To address the data quality issues, the following preprocessing steps were performed:

*   **Remove Public Code column**: The Public Code column was removed from the dataset since it contains only NaN values.
*   **Remove duplicate columns**: The Quay Latitude and Quay Longitude columns were removed since they have the same values as the Stop Place Latitude and Stop Place Longitude columns.
*   **Convert time columns to seconds**: The Arrival Time and Departure Time columns were converted to seconds since the start of the day to facilitate calculations and comparisons.

**Graph Construction**

A graph was constructed from the preprocessed data to represent the route network. The graph consists of nodes (stops) and edges (connections between stops). Each node has attributes such as stop name, route name, latitude, longitude, arrival time, departure time, and transport mode. Each edge has attributes such as travel time, route name, and transport mode.

The graph was constructed by iterating over the preprocessed data and adding nodes and edges as follows:

*   **Create nodes**: Each stop was added as a node in the graph with its attributes.
*   **Add edges**: Each connection between two stops was added as an edge in the graph with its attributes.

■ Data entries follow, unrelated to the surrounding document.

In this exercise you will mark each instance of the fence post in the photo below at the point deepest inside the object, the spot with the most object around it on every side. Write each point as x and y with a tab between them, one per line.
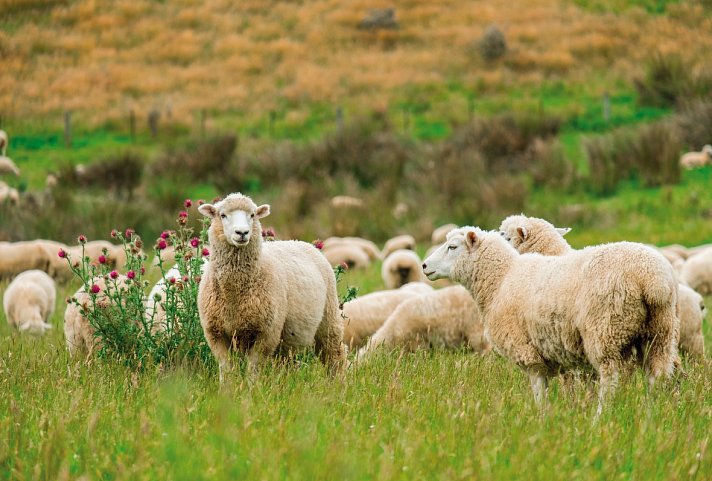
68	129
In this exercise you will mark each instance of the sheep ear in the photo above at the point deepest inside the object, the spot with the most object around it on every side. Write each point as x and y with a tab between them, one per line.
471	239
262	211
208	210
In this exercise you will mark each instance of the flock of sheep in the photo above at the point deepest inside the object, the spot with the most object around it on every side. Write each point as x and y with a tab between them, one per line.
522	291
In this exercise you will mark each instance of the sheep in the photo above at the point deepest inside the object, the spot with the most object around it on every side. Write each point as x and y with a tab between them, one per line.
692	160
350	255
79	334
29	302
692	312
9	194
7	166
444	318
406	242
400	268
365	314
591	309
547	236
369	247
439	234
260	298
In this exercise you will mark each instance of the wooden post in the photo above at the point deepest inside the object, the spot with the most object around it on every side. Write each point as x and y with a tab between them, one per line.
68	129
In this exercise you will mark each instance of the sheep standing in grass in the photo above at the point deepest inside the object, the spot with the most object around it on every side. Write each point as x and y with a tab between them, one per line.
261	298
400	268
692	160
365	314
445	318
29	302
591	309
405	241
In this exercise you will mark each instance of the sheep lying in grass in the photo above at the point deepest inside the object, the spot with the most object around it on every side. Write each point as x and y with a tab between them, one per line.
365	314
261	298
589	309
543	235
400	268
692	160
29	302
444	318
406	242
440	234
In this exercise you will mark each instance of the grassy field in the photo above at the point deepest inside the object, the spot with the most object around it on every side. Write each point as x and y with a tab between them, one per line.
428	415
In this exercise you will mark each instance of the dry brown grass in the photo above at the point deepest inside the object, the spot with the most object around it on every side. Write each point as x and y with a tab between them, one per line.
102	57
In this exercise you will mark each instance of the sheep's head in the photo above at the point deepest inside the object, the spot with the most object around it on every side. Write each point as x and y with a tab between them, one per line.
519	231
239	217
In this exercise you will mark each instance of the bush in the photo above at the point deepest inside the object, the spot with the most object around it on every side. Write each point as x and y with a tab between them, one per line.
123	329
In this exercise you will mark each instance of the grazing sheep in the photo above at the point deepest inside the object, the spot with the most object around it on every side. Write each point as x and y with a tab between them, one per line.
369	247
444	318
400	268
692	312
593	309
29	302
365	314
692	160
80	335
440	234
261	298
9	194
406	242
7	166
350	255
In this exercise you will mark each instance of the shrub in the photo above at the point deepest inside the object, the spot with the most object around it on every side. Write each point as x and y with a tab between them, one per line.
123	329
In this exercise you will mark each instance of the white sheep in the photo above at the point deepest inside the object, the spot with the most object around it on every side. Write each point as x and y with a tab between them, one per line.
405	241
29	301
440	234
446	318
261	298
365	314
692	160
589	309
350	255
401	267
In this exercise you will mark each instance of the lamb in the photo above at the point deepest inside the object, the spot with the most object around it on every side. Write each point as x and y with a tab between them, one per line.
400	268
29	302
397	243
444	318
692	160
365	314
7	166
692	312
263	298
350	255
440	234
590	309
80	335
545	236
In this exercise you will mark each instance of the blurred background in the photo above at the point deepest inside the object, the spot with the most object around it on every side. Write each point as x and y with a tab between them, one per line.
424	112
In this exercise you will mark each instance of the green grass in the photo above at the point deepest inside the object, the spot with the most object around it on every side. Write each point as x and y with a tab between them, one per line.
429	415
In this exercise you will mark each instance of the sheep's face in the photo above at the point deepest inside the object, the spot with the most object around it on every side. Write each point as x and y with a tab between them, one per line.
440	263
238	221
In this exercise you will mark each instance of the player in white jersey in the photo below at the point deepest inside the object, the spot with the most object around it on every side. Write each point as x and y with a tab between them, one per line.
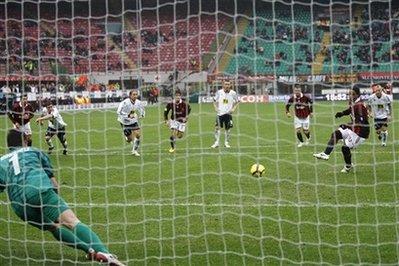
129	111
225	103
379	106
56	126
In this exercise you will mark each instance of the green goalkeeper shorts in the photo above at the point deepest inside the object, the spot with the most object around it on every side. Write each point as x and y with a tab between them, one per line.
41	211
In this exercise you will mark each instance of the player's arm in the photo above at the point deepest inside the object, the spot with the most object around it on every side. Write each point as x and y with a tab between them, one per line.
343	113
44	117
142	110
10	115
310	102
216	101
369	107
123	115
389	105
288	105
166	112
30	112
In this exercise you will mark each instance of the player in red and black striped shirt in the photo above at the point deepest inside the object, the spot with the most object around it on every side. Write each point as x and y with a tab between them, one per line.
179	114
353	134
20	115
303	112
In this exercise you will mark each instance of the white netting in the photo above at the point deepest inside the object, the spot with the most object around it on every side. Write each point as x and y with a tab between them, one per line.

The resulting graph has 1312332 nodes and 3150 edges.

**Conclusion**

This exploratory data analysis has provided insights into the structure and content of the route planning dataset. The preprocessing steps have addressed data quality issues and prepared the data for further analysis or modeling. The constructed graph represents the route network and can be used for route planning and optimization tasks.

**Recommendations**

*   **Further analysis**: Perform more in-depth analysis on the graph to identify patterns and relationships between nodes and edges.
*   **Route optimization**: Use the graph to optimize routes for specific criteria such as shortest distance, shortest time, or minimum number of transfers.
*   **Data integration**: Integrate the route planning data with other relevant data sources, such as traffic data or weather data, to improve the accuracy and effectiveness of route planning.

**Limitations**

*   **Data quality**: The dataset has some data quality issues, such as missing values and duplicate columns, which were addressed through preprocessing.
*   **Scalability**: The graph construction process may not be scalable for very large datasets.
*   **Complexity**: The graph construction process may not capture complex relationships between nodes and edges.